Yes, there was. I had my vehicle, and Victor, my driver. I arranged for Victor to drive them to Almaty, and went with our driver from Bishkek to follow them to the border, in case there was to be trouble in crossing. I didn’t cross the border with them, because the presence of an expatriate in the car might be enough to trigger a stop, if for nothing else than to collect a “tax”, but locals pretty much crossed the border at will. As we hoped, they crossed the border with no problems -the border police didn’t even give the car a second glance, and waved it through. I then went back to Bishkek, while Victor went on to Almaty with our friends. Did I mention that Victor – my driver, my “fixer”, my friend – was a former member of the Soviet national wrestling team? No worries about their arriving safely once we got them across the border.
I went back to Almaty a few days later, and called on Peter and Natalia to see how they were doing, and they had improved a great deal. Natalia laughed heartily as she described the fact that 2 Kazakh security officers had shown up at their apartment shortly after their arrival, demanding to know how they had gotten home from Bishkek. Natalia told them by bus, and they said they knew better. Natalia just laughed and slammed the door in their faces.
Lots of noise in the local press in both cities about the incident, and multiple “investigations” launched, all of which came to the predictable dead ends.
A post-script. Because it was clear that forces within the Kazakh government were involved in the incident, the US Embassy was loathe to get involved. Those of us working on US grants – and there were several organizations – were quietly advised that it might be best if we maintained our distance from Peter and Natalia, so as not to cause embarrassment to the Kazakh government. To their everlasting credit, not one single organization capitulated; if anything, we all racheted up CSD’s involvement and their profile in many events. Natalia and Svetlana, and their colleagues, became regular fixtures at my office over the next two years.

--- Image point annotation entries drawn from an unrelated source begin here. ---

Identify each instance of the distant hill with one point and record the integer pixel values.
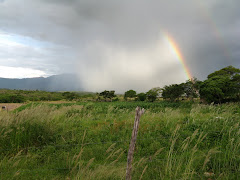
(63, 82)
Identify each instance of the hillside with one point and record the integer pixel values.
(63, 82)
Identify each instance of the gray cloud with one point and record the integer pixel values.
(120, 44)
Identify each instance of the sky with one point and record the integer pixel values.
(119, 45)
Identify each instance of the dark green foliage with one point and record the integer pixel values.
(221, 86)
(173, 92)
(70, 96)
(191, 88)
(152, 94)
(130, 94)
(141, 96)
(107, 95)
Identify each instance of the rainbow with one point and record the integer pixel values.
(177, 52)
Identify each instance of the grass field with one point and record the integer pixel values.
(91, 140)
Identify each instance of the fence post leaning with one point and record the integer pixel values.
(139, 112)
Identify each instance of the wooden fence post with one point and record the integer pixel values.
(139, 112)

Peter did go to the Embassy for help – he asked them to help get their two teenage daughters out of the country, perhaps to safety in schools in the states. He knew that it was the one way that the bad guys could get to him and Natalia, by threatening the daughters. The embassy declined, and when Peter disclosed this in an interview a few days later, as well as the fact that international organizations were being advised to distance themselves from him and his wife, the uproar was something to behold. The embassy strongly denied Peter’s assertions, but he stuck to his guns, and so did we, and in the end the embassy apologized.
To the best of my knowledge, the attackers have never been caught.
Peter and Natalia continue their efforts. Two very special people.